Question

Liquid \(\mathrm{N}_{2}\) has a density of \(875.4 \mathrm{kg} \mathrm{m}^{-3}\) at its normal boiling point. What volume does a balloon occupy at \(298 \mathrm{K}\) and a pressure of 1.00 atm if \(3.10 \times 10^{-3} \mathrm{L}\) of liquid \(\mathrm{N}_{2}\) is injected into it? Assume that there is no pressure difference between the inside and outside of the balloon.

Short answer

First, find the mass of injected liquid nitrogen using the volume and density: \(m = (875.4 \mathrm{kg}\mathrm{m}^{-3}) \times (3.10 \times 10^{-3} \mathrm{L} \times 10^{-3} \mathrm{m}^3\mathrm{L}^{-1})\). Next, calculate the number of moles (n) using the mass and molecular weight of nitrogen: \(n = \frac{m \times 10^3 \mathrm{g}\mathrm{kg}^{-1}}{28.0 \mathrm{g}\mathrm{mol}^{-1}}\). Finally, use the ideal gas law \(PV = nRT\) to find the volume of the balloon at the given conditions, with R as the ideal gas constant, T as 298 K, and P as 1.00 atm converted to Pascal (101325 Pa): \(V = \frac{nRT}{P}\). Convert the resulting volume from m³ to liters by multiplying by 1000.

Step-by-step solution

Determine the mass of injected liquid nitrogen

Given that the volume of liquid nitrogen injected is \(3.10 \times 10^{-3} \mathrm{L}\), we can calculate the mass of the injected liquid nitrogen: Density \(= \frac{mass}{volume}\) Mass \(= \text{density} \times \text{volume}\) We are given the density of liquid nitrogen to be \(875.4 \mathrm{kg}\mathrm{m}^{-3}\). To convert the volume to m³, multiply by \(10^{-3}\). Thus, the mass (m) can be calculated as: \(m = (875.4 \mathrm{kg}\mathrm{m}^{-3}) \times (3.10 \times 10^{-3} \mathrm{L} \times 10^{-3} \mathrm{m}^3\mathrm{L}^{-1})\)

Calculate the number of moles of injected liquid nitrogen

The next step is to calculate the number of moles (n) of the injected liquid nitrogen using the molecular weight (M) of nitrogen, \(M(\mathrm{N}_{2}) = 28.0 \mathrm{g}\mathrm{mol}^{-1}\): Number of moles, \(n = \frac{mass}{molecular\ weight}\) First, we must convert the mass into grams before calculating the number of moles. Thus: \(n = \frac{m \times 10^3 \mathrm{g}\mathrm{kg}^{-1}}{M(\mathrm{N}_{2})}\)

Use the ideal gas law to find the volume of the balloon

Now that we have the number of moles of nitrogen, we can use the ideal gas law equation to find the volume (V) of the balloon at the given conditions: Ideal gas law, \(PV = nRT\) Here, R is the ideal gas constant, \(R = 8.314 \mathrm{J\ K}^{-1}\mathrm{mol}^{-1}\), T is the temperature in Kelvin, and P is the pressure in Pascal (Pa).
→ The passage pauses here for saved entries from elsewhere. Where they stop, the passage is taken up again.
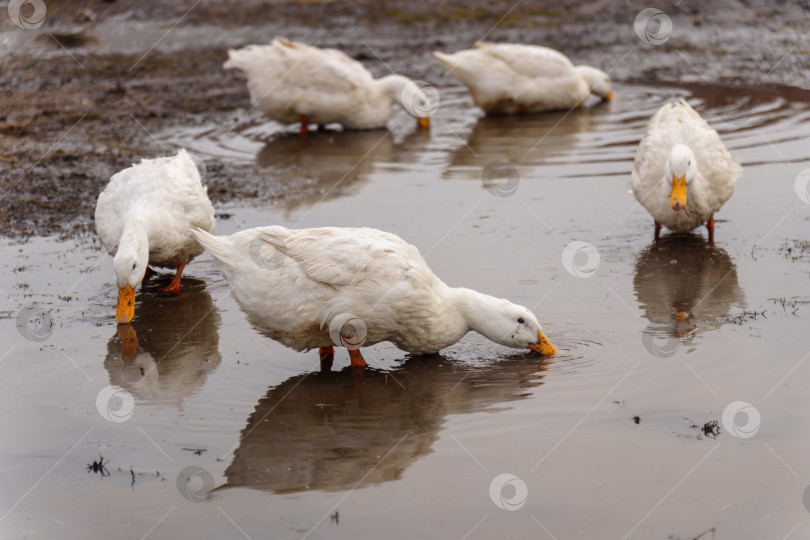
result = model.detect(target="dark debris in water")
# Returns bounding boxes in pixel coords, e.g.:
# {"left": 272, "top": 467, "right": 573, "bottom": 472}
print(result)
{"left": 685, "top": 419, "right": 720, "bottom": 440}
{"left": 86, "top": 453, "right": 109, "bottom": 477}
We are given T as 298 K and P as 1.00 atm. However, the pressure must be converted to Pascal: 1 atm = 101325 Pa We can now calculate the volume of the balloon by plugging in the values: \(V = \frac{nRT}{P}\) After solving the equation, we will have the volume of the balloon in m³. This value should be converted back to liters by multiplying by 1000.

Key concepts

Density Calculation

Density is a key concept that helps us understand how much mass is present in a given volume of a substance. In simpler terms, it tells us how "packed" or "concentrated" the matter is within a certain space. The formula for density is:

• Density = \( \frac{\text{mass}}{\text{volume}} \)

By rearranging this formula, we can also calculate mass if the density and volume are known. This was used in the exercise where the mass of liquid nitrogen was needed. The known density of liquid nitrogen, \(875.4 \, \text{kg m}^{-3}\), allowed for the mass calculation by multiplying it with the volume of liquid nitrogen injected.
For volume, it's crucial to ensure the units match. The volume of liquid nitrogen was provided in liters, so it required conversion to cubic meters (m³) to match the density units. Thus, you multiply the volume in liters by \(10^{-3}\) to convert to m³, making the calculations seamless.

Molar Mass

Molar mass, often seen as molecular weight, is a measurement used to quantify how many grams one mole of a substance weighs. It connects the tiny atomic scale of chemical substances to the macroscopic scale we can measure in the laboratory.
For nitrogen gas (\(\mathrm{N}_{2}\)), the molar mass is \(28.0 \, \text{g mol}^{-1}\). Understanding molar mass allows us to convert between mass and moles, which is critical for many calculations in chemistry, including those involving the Ideal Gas Law.

• To find the number of moles, use: \( n = \frac{\text{mass}}{\text{molar mass}} \)

In the original exercise, after calculating the mass of nitrogen, this step enabled converting the mass, initially found in kilograms, into moles. Remember, converting the mass into grams (from kilograms) is essential, as molar mass is typically in grams per mole. This aligns the units for correct computation of moles.

Unit Conversion

Unit conversion is a fundamental aspect of working with scientific data. It ensures all measurements are consistent for accurate calculations. In the context of the Ideal Gas Law and other physics applications, it is crucial that units align.
In this exercise, several conversions were necessary:

• The volume of liquid nitrogen was converted from liters to cubic meters (\( \text{L} \to \text{m}^3 \) by multiplying by \(10^{-3}\)).
• The pressure was converted from atmospheres (atm) to Pascals (Pa). The conversion factor is: \(1\, \text{atm} = 101,325\, \text{Pa}\).
• The mass of the nitrogen was also converted from kilograms to grams to compute moles using molar mass.

By maintaining consistent and proper units, calculations become straightforward, allowing the accurate application of equations like the Ideal Gas Law: \( PV = nRT \). It and similar equations require particular units, making conversions a standard step in problem-solving.